Tentative d'épuisement d'un épuisement profond
"C'est le début de quelque chose mais de quoi ? (un amour, un naufrage, un roman ?)"

Ces grèves pourtant durables dont on ne parle pas

Ce matin mais depuis un moment déjà

02122008


  

Piégée, bêtement prise au piège (et non pas en otage, j'y tiens), par le peu de souci de qui me précédait et aurait pu prévenir, un texto "Prends le métro" n'est pas si cher, par la mention sans doute trop rapide qui en fut faite aux infos radio du matin même et que je n'ai pas du tout entendue, voilà que croyant terminée la grève qui sévit depuis plus d'une semaine (voire deux) sur le réseau Paris Saint Lazare, je me suis pointée à  l'heure d'usine sur un quai qui ne risquait pas de voir s'arrêter le moindre train avant 27 minutes plus tard.

Sur un trajet total qui en fait une quarantaine (je suis privilégiée, je sais) et une fréquence habituelle de 10 à 15 minutes, 27 ça fait long. Je suis en trop basse tension ces temps-ci pour filer en lib, me voilà donc contrainte à l'usage lent du bus. J'arrive tard au bureau en m'étant pourtant levée à l'heure dite afin d'éviter ça.

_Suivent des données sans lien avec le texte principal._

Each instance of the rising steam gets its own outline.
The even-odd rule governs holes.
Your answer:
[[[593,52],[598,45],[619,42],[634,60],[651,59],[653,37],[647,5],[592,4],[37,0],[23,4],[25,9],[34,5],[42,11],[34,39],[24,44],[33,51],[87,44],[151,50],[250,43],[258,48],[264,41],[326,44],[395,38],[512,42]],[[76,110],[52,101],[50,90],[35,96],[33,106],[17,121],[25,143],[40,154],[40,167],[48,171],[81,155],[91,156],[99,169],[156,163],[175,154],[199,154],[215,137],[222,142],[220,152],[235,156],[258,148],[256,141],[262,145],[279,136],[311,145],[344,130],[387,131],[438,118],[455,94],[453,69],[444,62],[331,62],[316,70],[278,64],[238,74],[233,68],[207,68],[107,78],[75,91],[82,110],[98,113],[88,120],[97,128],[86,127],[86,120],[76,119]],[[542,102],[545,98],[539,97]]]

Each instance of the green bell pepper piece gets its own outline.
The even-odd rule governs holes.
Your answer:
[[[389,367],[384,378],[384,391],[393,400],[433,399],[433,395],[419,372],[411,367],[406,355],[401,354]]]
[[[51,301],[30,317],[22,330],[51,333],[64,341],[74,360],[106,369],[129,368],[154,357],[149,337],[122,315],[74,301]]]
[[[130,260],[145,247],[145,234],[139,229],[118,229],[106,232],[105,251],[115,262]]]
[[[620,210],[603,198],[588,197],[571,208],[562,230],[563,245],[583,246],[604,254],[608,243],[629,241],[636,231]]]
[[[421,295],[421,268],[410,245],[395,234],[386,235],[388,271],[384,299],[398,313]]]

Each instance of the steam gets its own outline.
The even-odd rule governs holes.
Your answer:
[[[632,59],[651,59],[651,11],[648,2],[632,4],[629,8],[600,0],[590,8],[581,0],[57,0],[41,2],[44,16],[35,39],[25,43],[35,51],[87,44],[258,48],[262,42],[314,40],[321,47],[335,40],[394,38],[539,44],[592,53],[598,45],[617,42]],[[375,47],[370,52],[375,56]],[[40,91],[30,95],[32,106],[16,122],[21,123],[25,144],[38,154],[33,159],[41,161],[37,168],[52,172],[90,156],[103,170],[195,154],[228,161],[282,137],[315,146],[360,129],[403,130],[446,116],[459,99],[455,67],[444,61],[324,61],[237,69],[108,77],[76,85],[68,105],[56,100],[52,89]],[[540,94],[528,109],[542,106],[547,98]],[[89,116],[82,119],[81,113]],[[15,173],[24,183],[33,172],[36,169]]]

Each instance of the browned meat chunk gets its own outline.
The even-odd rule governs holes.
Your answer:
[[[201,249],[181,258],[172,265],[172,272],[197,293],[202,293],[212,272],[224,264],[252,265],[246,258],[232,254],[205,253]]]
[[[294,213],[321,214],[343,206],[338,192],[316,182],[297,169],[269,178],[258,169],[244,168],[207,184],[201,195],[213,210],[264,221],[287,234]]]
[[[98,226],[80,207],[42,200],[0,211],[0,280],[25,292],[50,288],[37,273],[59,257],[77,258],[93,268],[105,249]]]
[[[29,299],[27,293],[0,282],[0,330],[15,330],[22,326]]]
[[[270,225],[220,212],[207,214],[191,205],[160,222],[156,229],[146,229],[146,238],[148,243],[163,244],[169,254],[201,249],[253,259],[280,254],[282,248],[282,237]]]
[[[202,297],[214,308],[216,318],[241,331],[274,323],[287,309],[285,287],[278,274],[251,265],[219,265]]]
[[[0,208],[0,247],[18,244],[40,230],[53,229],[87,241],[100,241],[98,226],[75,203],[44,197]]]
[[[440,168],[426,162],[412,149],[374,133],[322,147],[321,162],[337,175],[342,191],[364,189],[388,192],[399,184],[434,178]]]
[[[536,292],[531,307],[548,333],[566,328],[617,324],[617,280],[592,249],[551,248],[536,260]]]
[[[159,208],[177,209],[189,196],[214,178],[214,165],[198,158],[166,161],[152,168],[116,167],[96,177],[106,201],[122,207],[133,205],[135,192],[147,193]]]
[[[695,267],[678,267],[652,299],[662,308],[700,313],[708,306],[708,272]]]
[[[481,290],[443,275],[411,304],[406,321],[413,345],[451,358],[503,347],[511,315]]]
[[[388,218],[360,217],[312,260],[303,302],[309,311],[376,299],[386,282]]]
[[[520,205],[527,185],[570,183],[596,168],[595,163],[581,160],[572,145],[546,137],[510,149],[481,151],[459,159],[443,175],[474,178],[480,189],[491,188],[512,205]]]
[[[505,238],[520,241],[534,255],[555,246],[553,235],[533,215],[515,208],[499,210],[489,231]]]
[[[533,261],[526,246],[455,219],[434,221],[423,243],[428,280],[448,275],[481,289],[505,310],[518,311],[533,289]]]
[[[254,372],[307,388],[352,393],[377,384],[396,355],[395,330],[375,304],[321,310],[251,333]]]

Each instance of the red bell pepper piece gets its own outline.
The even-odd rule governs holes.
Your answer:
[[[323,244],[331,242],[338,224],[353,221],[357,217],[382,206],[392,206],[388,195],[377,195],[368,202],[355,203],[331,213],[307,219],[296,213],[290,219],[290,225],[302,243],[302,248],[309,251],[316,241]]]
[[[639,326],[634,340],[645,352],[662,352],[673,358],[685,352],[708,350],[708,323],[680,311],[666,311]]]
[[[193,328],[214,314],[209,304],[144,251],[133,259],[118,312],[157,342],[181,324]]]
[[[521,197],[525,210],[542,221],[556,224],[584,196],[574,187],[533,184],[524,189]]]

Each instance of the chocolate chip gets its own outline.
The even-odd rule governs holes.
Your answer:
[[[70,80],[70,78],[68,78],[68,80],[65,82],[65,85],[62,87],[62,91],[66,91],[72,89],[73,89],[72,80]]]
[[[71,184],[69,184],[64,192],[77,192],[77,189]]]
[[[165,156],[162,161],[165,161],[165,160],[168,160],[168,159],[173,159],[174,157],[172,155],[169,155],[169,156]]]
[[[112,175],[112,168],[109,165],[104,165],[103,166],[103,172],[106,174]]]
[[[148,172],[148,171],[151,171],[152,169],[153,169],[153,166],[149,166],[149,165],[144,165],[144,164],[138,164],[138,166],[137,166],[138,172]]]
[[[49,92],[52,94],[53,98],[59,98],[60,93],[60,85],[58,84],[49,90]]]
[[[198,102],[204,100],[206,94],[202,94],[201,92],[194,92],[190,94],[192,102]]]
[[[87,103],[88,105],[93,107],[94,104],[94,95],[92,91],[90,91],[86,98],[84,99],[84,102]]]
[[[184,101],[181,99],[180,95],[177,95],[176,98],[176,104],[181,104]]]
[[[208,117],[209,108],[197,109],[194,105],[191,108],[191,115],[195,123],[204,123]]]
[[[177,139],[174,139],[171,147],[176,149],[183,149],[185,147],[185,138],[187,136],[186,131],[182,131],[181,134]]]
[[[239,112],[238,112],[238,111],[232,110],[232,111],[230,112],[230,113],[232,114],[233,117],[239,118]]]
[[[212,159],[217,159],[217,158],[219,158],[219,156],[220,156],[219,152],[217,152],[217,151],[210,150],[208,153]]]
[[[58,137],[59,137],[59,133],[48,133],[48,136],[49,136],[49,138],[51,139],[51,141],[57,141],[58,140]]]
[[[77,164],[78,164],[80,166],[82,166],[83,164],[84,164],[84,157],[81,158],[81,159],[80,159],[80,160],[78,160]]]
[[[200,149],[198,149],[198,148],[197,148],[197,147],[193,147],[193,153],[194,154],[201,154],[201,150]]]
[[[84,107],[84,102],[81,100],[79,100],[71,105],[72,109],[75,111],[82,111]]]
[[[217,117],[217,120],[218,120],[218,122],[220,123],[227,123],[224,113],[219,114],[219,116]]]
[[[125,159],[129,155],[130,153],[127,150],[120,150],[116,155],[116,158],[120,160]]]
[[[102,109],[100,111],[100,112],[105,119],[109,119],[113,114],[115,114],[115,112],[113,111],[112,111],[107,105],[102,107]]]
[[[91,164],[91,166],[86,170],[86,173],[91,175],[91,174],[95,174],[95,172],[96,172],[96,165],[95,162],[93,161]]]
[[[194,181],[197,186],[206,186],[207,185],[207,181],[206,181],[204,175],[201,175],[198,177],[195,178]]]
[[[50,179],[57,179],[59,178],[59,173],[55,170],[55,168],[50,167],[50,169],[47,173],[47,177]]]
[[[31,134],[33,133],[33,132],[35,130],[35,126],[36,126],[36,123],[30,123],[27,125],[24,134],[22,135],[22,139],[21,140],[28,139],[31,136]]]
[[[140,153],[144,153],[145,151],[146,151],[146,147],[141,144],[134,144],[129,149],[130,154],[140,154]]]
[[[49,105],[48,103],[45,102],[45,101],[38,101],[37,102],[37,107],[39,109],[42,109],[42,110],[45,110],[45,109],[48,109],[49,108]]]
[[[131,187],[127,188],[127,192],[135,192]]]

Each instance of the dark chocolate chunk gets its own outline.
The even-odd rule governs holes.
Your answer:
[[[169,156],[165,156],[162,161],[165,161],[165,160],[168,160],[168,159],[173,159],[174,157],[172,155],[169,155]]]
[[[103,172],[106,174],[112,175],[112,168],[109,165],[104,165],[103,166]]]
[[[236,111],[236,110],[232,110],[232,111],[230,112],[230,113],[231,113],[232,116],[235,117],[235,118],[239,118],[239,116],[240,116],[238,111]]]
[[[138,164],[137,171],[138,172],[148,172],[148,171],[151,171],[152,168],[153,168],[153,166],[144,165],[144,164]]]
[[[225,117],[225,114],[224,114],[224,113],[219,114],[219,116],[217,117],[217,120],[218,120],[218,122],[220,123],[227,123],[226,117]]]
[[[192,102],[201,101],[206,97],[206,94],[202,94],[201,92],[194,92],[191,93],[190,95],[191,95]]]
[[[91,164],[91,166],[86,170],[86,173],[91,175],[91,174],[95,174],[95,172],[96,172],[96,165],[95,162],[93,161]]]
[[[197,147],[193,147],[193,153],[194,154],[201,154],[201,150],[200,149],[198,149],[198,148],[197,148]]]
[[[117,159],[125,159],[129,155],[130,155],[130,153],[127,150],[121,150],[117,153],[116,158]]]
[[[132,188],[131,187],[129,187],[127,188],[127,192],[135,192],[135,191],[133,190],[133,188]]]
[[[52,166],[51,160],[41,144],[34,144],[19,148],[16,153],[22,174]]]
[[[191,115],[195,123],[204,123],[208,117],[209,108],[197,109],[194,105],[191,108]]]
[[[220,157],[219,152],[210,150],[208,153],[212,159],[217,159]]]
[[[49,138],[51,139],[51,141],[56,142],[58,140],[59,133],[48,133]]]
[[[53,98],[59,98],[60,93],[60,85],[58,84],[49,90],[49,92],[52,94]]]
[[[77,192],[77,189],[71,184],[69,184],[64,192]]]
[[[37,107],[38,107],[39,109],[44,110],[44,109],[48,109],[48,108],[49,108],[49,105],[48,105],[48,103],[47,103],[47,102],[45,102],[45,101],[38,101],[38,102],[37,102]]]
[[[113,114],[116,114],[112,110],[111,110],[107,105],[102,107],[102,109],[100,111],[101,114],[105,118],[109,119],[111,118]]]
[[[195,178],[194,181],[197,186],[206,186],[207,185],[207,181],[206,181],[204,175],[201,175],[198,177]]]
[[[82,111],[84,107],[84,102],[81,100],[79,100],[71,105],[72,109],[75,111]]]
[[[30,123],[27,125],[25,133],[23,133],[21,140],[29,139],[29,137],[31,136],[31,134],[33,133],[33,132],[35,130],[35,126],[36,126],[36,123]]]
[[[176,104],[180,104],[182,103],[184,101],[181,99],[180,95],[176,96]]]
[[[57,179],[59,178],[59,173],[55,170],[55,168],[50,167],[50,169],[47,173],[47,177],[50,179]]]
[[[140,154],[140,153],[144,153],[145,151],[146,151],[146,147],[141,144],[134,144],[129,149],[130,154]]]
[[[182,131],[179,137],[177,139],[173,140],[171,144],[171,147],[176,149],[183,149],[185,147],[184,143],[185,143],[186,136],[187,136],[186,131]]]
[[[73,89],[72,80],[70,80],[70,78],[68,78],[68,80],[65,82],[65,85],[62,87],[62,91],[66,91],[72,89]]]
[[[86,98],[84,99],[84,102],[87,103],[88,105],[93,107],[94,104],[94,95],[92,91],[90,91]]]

La veille : une amie dans le métro et qui connaît le métier, me parle des grèves de novembre. Sur le coup je crois voir, ce n'est que plus tard, chez moi, que je me dirais que Ah bon c'était donc ça le mois dernier sur sa ligne les ennuis récurrents. J'avais cru à "des problèmes de signalisation".

Le courrier par ailleurs connaît d'étranges irrégularités. Un certain jour du mois dernier, alors que je patientais dans l'attente d'un paquet, et qu'un autre citoyen exprimait une colère au guichet voisin, on lui a répondu, C'est à cause de la grève, vous savez. J'ignorais totalement qu'il y en avait une en cours, et qui durait. L'air étonné d'autres personnes me fit comprendre que je n'étais point seule.

Je ne parle pas des grèves dans les collèges, les IUT, les lycées. Celles-là sont très visibles ... Certains cours ont pourtant lieu.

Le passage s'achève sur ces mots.